Is It Time To Start Taking Profits In Junk Bonds?


The Federal Reserve is expected to raise interest rates again later this month, but if that’s another signal that headwinds are building for fixed-income securities the warning isn’t resonating in the junk bond market these days.

The crowd’s appetite for below-investment-grade US debt remains strong in the eighth year of a US economic expansion. By some accounts, the hour is late and so there’s reason to wonder if a full-throttle embrace of junk is wise. With yield spreads near post-recession lows and the expected trajectory of interest rates still pointing upward, the bears argue that low-grade corporate debt’s best days are in the rear-view mirror.
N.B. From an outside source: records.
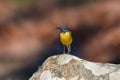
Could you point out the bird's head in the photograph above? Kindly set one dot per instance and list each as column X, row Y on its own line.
column 63, row 29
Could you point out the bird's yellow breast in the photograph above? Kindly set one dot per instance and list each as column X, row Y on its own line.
column 66, row 38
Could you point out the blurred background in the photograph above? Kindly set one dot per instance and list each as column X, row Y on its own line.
column 28, row 34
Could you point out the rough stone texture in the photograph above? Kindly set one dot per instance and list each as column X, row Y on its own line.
column 68, row 67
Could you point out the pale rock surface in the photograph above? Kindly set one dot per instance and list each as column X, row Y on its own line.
column 68, row 67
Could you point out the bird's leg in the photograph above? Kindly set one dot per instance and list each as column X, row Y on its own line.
column 63, row 48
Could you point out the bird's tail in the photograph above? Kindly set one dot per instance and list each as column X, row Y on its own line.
column 68, row 48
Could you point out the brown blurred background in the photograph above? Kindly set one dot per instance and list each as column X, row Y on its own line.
column 28, row 33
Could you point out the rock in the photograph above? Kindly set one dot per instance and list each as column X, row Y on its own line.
column 69, row 67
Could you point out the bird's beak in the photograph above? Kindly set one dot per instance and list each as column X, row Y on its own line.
column 58, row 28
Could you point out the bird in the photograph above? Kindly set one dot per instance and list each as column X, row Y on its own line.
column 65, row 38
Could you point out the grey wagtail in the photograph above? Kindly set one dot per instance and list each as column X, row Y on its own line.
column 65, row 38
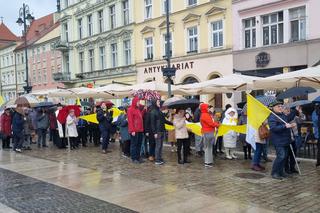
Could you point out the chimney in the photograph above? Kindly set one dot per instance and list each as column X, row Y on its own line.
column 58, row 6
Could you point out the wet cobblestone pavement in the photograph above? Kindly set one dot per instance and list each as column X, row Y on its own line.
column 230, row 186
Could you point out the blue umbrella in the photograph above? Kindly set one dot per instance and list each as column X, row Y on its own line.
column 299, row 103
column 296, row 91
column 316, row 100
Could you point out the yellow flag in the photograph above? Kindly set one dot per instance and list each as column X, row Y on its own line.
column 257, row 114
column 223, row 129
column 92, row 118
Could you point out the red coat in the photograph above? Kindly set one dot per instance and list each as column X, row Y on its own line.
column 6, row 124
column 207, row 123
column 135, row 117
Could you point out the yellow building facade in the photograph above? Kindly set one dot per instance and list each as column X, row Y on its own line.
column 201, row 41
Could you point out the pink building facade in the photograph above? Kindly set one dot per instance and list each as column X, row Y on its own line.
column 275, row 36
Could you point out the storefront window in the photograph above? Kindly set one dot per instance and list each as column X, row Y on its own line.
column 272, row 28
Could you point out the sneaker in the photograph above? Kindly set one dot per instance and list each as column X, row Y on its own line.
column 159, row 162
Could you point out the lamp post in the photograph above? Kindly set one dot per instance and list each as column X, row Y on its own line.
column 169, row 71
column 24, row 16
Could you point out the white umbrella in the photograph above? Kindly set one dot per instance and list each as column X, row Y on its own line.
column 229, row 83
column 309, row 77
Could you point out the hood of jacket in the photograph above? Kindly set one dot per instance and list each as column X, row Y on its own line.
column 135, row 100
column 204, row 108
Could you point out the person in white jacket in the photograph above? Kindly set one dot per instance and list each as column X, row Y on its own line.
column 182, row 136
column 71, row 129
column 230, row 138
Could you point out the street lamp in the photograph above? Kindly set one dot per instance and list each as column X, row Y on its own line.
column 24, row 17
column 169, row 71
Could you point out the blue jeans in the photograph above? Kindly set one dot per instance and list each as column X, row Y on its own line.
column 135, row 147
column 42, row 134
column 257, row 154
column 105, row 139
column 279, row 162
column 17, row 141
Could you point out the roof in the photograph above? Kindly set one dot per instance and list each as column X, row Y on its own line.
column 6, row 34
column 38, row 29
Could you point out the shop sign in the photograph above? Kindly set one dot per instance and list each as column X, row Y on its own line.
column 262, row 59
column 178, row 66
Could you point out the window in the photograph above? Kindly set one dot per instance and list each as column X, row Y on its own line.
column 65, row 29
column 192, row 39
column 91, row 60
column 127, row 52
column 125, row 6
column 34, row 76
column 39, row 76
column 164, row 6
column 272, row 30
column 100, row 21
column 165, row 44
column 80, row 35
column 114, row 55
column 45, row 75
column 149, row 48
column 192, row 2
column 112, row 16
column 217, row 33
column 297, row 23
column 90, row 27
column 148, row 9
column 102, row 58
column 81, row 62
column 249, row 26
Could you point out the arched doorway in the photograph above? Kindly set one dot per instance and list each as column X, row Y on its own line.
column 191, row 80
column 215, row 99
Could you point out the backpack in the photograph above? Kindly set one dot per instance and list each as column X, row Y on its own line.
column 264, row 132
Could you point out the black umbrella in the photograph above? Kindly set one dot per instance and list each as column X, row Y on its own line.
column 45, row 104
column 296, row 91
column 184, row 104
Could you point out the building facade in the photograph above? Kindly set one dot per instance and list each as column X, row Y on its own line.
column 275, row 36
column 45, row 61
column 8, row 43
column 200, row 41
column 96, row 42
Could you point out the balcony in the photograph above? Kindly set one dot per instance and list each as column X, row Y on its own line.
column 61, row 76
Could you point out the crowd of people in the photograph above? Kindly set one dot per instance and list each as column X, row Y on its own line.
column 142, row 130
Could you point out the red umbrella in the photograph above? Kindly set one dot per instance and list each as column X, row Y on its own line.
column 108, row 103
column 64, row 112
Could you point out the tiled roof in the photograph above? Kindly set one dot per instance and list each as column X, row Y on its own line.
column 6, row 34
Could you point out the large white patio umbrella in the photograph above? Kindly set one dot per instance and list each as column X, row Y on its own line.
column 79, row 92
column 309, row 77
column 225, row 84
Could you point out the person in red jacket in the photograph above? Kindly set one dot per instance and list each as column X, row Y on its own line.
column 208, row 128
column 135, row 127
column 6, row 130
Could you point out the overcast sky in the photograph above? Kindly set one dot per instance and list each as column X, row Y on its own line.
column 9, row 10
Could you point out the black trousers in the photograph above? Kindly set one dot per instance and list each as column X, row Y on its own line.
column 6, row 142
column 126, row 147
column 185, row 144
column 83, row 135
column 290, row 162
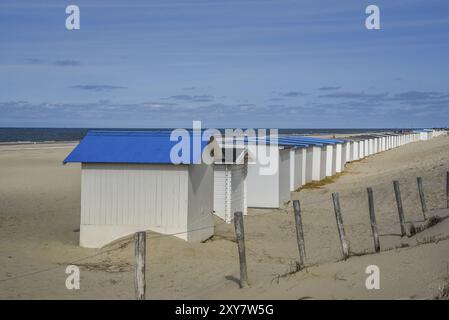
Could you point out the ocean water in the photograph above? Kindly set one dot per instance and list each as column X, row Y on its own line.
column 76, row 134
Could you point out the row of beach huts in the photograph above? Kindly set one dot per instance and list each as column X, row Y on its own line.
column 129, row 182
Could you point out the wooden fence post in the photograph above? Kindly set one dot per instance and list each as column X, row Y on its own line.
column 341, row 229
column 372, row 217
column 299, row 234
column 397, row 193
column 139, row 268
column 422, row 198
column 447, row 188
column 240, row 236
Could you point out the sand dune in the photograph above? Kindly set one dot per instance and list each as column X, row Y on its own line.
column 39, row 221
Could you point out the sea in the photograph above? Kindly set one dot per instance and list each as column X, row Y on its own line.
column 31, row 135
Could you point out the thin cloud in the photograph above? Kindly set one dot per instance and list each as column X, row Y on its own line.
column 293, row 94
column 67, row 63
column 97, row 87
column 192, row 98
column 328, row 88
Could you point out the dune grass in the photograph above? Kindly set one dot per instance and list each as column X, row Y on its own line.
column 321, row 183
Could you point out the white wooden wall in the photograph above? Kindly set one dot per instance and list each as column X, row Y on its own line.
column 140, row 195
column 120, row 199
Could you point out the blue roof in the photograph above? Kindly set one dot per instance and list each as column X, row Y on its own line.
column 131, row 147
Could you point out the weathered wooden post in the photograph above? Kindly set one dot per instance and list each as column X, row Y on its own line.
column 240, row 236
column 372, row 217
column 299, row 234
column 422, row 198
column 139, row 268
column 341, row 229
column 447, row 188
column 397, row 193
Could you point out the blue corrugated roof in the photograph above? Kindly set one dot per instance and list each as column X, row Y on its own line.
column 129, row 147
column 314, row 140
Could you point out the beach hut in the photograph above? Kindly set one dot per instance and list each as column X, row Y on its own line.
column 355, row 150
column 313, row 164
column 346, row 153
column 129, row 183
column 269, row 190
column 337, row 156
column 230, row 186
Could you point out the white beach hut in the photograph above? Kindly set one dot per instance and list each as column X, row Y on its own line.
column 230, row 183
column 269, row 189
column 129, row 183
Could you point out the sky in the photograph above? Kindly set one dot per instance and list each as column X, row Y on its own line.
column 227, row 63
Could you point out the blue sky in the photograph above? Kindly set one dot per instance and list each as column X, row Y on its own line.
column 277, row 64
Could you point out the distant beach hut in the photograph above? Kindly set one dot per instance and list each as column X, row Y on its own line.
column 355, row 150
column 269, row 190
column 337, row 155
column 129, row 183
column 346, row 154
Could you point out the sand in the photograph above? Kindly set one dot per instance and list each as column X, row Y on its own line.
column 39, row 222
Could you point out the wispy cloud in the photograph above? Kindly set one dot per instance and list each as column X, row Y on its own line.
column 192, row 98
column 57, row 63
column 67, row 63
column 354, row 95
column 328, row 88
column 292, row 94
column 97, row 87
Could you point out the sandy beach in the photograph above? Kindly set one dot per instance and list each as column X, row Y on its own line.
column 40, row 217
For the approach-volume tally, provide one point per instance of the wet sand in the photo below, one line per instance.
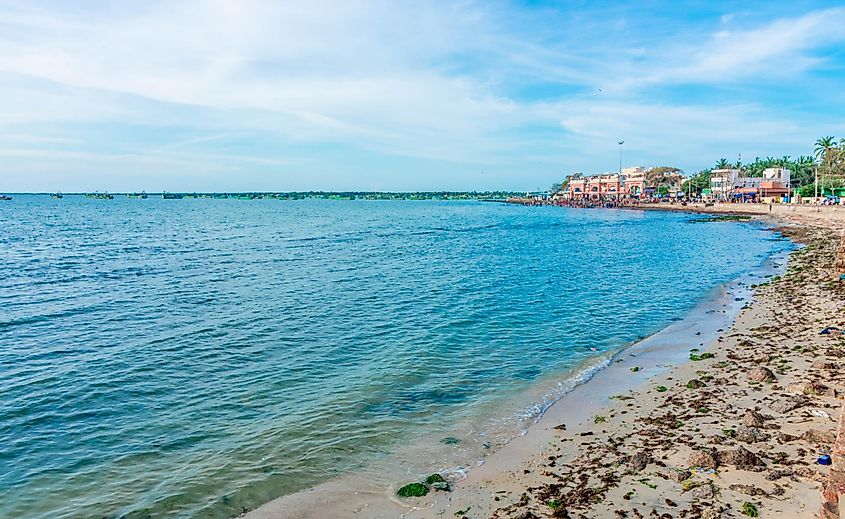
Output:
(675, 437)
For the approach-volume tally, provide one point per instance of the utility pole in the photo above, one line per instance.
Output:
(619, 178)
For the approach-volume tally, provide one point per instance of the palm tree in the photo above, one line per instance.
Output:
(824, 144)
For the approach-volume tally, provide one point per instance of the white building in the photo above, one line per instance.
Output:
(722, 182)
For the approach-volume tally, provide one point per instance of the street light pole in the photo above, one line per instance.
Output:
(619, 178)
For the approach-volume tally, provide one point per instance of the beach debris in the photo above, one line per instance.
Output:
(695, 357)
(639, 461)
(750, 434)
(749, 490)
(750, 509)
(776, 474)
(702, 458)
(809, 388)
(753, 419)
(825, 364)
(789, 403)
(819, 437)
(761, 374)
(741, 458)
(704, 491)
(438, 482)
(413, 490)
(679, 475)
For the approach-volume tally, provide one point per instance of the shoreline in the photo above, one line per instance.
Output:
(530, 484)
(336, 498)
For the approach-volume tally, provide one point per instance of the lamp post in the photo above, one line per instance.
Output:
(619, 178)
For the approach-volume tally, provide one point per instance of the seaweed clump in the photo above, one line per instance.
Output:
(413, 490)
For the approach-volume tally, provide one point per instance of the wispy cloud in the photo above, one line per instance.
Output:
(372, 87)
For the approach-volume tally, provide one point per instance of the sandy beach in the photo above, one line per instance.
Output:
(699, 423)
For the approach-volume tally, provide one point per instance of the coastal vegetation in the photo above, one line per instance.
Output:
(827, 164)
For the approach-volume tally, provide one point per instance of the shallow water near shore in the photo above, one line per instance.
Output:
(199, 357)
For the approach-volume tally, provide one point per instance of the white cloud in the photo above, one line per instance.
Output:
(436, 81)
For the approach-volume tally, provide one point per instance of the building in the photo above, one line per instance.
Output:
(729, 184)
(722, 181)
(630, 184)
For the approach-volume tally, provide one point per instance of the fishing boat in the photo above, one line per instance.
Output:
(99, 196)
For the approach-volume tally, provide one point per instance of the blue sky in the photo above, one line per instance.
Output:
(385, 95)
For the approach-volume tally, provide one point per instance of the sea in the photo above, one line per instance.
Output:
(199, 357)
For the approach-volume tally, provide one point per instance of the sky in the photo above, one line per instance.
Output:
(252, 95)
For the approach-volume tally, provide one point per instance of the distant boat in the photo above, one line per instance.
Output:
(99, 196)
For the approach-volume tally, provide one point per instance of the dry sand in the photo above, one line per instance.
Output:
(702, 439)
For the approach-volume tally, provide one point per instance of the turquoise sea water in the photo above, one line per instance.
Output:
(194, 358)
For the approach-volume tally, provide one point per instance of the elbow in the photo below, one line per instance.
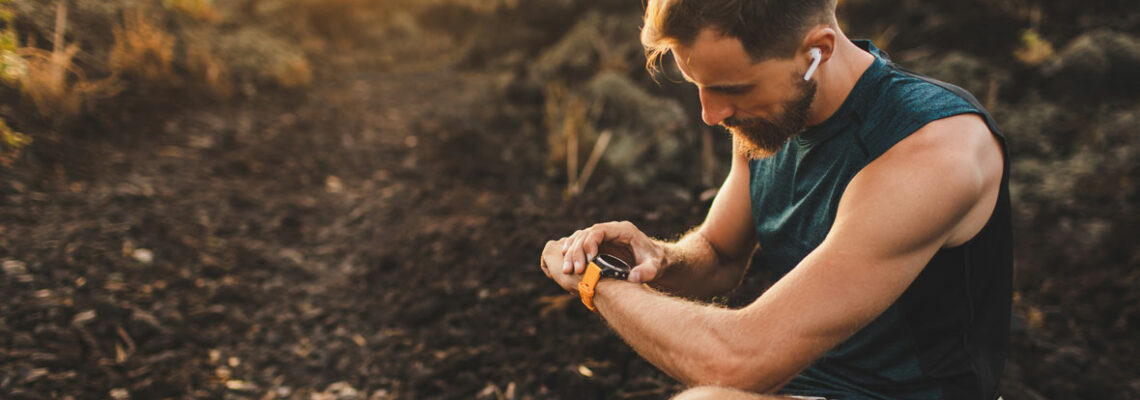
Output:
(741, 369)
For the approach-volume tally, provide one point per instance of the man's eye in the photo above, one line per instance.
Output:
(732, 90)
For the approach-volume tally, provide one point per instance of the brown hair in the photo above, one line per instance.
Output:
(767, 29)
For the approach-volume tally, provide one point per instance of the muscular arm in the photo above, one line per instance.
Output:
(925, 194)
(711, 259)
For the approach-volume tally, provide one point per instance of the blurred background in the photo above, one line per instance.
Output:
(347, 198)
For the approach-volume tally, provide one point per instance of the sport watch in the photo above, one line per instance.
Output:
(603, 266)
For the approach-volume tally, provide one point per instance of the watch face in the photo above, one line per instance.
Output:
(612, 266)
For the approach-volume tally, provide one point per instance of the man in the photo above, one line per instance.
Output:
(878, 196)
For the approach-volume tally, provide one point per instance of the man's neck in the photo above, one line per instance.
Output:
(837, 79)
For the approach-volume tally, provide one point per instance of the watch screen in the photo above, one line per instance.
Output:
(611, 261)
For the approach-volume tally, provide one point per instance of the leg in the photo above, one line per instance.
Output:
(723, 393)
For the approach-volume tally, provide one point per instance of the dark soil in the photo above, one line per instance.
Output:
(376, 237)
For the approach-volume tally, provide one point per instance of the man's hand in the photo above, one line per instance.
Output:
(552, 255)
(581, 246)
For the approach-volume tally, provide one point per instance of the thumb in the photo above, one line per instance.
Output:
(644, 272)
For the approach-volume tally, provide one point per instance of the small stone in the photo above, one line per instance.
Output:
(83, 318)
(143, 255)
(334, 185)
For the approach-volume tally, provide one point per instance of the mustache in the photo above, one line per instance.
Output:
(739, 122)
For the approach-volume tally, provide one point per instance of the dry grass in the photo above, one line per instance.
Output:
(143, 50)
(209, 70)
(196, 9)
(53, 82)
(570, 123)
(1034, 50)
(295, 73)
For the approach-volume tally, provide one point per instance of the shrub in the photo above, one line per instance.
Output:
(11, 144)
(143, 50)
(196, 9)
(51, 81)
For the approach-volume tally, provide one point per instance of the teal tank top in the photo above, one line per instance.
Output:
(945, 337)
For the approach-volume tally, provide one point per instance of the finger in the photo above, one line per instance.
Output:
(575, 255)
(567, 241)
(644, 272)
(592, 241)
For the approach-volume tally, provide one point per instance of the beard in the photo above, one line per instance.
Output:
(760, 138)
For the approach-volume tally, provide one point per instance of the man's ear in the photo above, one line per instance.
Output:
(822, 38)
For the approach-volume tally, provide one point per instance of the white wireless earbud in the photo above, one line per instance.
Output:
(816, 56)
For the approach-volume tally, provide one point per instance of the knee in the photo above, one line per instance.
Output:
(702, 393)
(721, 393)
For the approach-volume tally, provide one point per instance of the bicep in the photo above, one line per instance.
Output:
(892, 220)
(729, 225)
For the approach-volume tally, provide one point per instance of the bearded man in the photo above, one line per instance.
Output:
(879, 198)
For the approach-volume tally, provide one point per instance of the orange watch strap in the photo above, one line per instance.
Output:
(586, 286)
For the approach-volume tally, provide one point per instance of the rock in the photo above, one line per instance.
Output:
(649, 132)
(1094, 62)
(974, 74)
(594, 40)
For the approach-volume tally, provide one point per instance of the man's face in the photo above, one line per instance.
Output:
(763, 105)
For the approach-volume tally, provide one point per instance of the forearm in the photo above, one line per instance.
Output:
(694, 269)
(695, 343)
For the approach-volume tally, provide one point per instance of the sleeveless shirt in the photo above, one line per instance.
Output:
(945, 337)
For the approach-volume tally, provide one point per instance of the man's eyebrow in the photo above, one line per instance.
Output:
(731, 88)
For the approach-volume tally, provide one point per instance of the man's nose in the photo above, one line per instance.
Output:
(714, 108)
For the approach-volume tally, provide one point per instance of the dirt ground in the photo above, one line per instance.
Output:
(375, 237)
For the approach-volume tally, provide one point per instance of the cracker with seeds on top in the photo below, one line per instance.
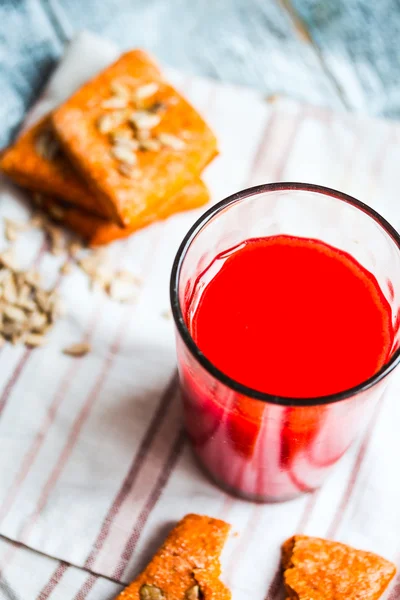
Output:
(98, 231)
(35, 161)
(133, 137)
(187, 565)
(318, 569)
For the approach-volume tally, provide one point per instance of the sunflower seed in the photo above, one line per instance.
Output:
(146, 91)
(10, 292)
(74, 247)
(106, 123)
(124, 155)
(143, 135)
(7, 259)
(34, 339)
(152, 145)
(127, 143)
(121, 136)
(158, 107)
(77, 350)
(193, 593)
(37, 322)
(171, 141)
(13, 313)
(142, 119)
(129, 171)
(151, 592)
(114, 103)
(66, 268)
(56, 212)
(37, 198)
(119, 89)
(46, 145)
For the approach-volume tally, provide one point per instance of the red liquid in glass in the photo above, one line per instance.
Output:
(290, 317)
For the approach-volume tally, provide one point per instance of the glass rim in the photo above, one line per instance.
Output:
(185, 333)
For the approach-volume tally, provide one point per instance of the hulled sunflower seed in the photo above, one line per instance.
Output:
(129, 171)
(124, 154)
(34, 339)
(115, 102)
(143, 119)
(119, 89)
(121, 136)
(151, 592)
(77, 350)
(146, 91)
(7, 259)
(143, 135)
(56, 212)
(158, 107)
(46, 145)
(13, 313)
(127, 143)
(193, 593)
(37, 322)
(171, 141)
(66, 268)
(152, 145)
(106, 123)
(74, 248)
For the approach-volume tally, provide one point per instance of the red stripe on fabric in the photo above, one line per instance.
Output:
(54, 581)
(13, 378)
(135, 468)
(76, 429)
(395, 593)
(152, 500)
(33, 451)
(86, 588)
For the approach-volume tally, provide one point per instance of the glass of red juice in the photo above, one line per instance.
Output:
(286, 301)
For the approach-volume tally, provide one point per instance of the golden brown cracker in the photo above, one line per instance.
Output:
(318, 569)
(99, 232)
(35, 161)
(186, 566)
(120, 103)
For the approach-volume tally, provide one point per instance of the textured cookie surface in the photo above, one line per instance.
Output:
(133, 137)
(98, 232)
(187, 565)
(37, 163)
(318, 569)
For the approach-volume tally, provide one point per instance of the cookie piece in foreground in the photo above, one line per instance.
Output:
(186, 566)
(133, 137)
(35, 161)
(98, 232)
(318, 569)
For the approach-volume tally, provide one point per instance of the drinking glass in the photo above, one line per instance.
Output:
(259, 446)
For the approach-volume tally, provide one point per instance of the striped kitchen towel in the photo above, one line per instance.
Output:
(93, 461)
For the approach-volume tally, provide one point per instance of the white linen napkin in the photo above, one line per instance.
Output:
(93, 462)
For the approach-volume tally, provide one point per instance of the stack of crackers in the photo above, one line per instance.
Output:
(125, 150)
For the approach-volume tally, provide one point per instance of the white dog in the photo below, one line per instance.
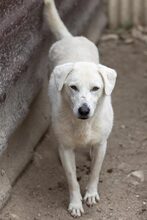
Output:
(82, 116)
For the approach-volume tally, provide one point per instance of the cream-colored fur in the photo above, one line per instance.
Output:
(79, 80)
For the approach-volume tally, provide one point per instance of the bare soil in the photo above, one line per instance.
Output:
(41, 193)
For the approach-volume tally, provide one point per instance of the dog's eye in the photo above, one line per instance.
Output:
(94, 89)
(74, 87)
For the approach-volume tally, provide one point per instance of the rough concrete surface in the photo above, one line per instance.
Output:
(41, 192)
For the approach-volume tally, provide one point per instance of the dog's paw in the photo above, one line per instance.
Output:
(76, 209)
(91, 198)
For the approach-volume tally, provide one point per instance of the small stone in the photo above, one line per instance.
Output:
(129, 41)
(122, 126)
(110, 170)
(2, 172)
(109, 37)
(138, 174)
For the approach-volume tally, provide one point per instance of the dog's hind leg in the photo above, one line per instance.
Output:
(67, 156)
(91, 196)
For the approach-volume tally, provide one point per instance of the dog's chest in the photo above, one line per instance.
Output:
(81, 135)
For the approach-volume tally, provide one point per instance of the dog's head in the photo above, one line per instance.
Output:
(82, 84)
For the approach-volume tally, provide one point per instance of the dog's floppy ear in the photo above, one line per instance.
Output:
(109, 77)
(60, 73)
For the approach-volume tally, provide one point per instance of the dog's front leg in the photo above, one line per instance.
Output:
(91, 196)
(67, 156)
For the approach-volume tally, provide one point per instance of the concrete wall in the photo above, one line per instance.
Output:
(24, 107)
(127, 13)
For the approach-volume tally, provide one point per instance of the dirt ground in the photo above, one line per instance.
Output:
(41, 192)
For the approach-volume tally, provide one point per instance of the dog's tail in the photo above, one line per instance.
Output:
(55, 23)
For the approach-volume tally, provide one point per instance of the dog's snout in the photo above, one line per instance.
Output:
(84, 111)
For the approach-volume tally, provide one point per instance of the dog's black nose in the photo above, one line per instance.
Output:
(84, 111)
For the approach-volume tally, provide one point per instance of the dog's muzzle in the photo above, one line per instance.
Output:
(84, 111)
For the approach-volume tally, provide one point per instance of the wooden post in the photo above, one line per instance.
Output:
(125, 13)
(145, 12)
(113, 11)
(137, 5)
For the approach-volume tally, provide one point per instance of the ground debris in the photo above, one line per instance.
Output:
(136, 177)
(108, 37)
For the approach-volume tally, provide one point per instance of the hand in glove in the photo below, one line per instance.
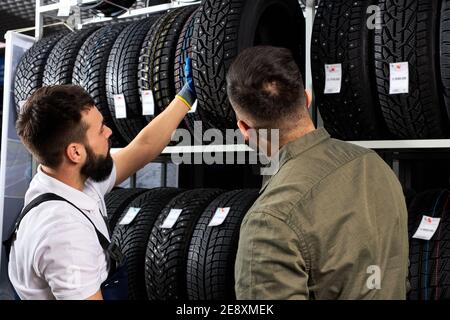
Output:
(187, 93)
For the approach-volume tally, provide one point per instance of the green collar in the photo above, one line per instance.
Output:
(295, 148)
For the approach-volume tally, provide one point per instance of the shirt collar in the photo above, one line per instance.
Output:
(295, 148)
(80, 199)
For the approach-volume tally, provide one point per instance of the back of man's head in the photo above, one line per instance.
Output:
(51, 119)
(265, 84)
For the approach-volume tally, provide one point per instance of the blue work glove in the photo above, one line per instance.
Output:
(187, 93)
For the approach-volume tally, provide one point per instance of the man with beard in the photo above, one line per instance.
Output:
(57, 251)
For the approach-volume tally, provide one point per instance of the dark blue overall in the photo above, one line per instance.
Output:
(115, 286)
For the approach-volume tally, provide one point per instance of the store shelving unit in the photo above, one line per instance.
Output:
(395, 152)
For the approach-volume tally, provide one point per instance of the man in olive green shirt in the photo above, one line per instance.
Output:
(331, 223)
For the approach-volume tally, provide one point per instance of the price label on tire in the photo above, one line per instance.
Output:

Yet the sentiment reflected in prices presents a different view, based on several widely held funds targeting US high-yield bonds. SPDR Bloomberg Barclays High Yield Bond (JNK), for example, closed yesterday near its all-time high. Ditto for iShares iBoxx $ High Yield Corp Bond (HYG) and Vanguard High-Yield Corporate Investment (VWEHX), which celebrates its 40th birthday in December.

Despite the long-running bull market in junk, trailing returns remain moderate. VWEHX, for instance, delivered an annualized 5.2% total return over the past five years through yesterday’s close (Sep. 11). That’s roughly double the return for iShares Core US Aggregate Bond (AGG), which tracks a popular benchmark that’s widely used as a broad investment-grade bogey for US bonds.

From a valuation perspective, however, the argument for caution isn’t easily dismissed. The ICE BofAML US High Yield Master II Option-Adjusted Spread has fallen to 3.4 percentage points – close to the lowest premium over a comparable Treasury yield since the recession ended in mid-2009.

One researcher last week opined that the US high-yield market has become a refuge of sorts for investors looking for an alternative to stormy weather in some corners of global markets — think emerging markets, for instance.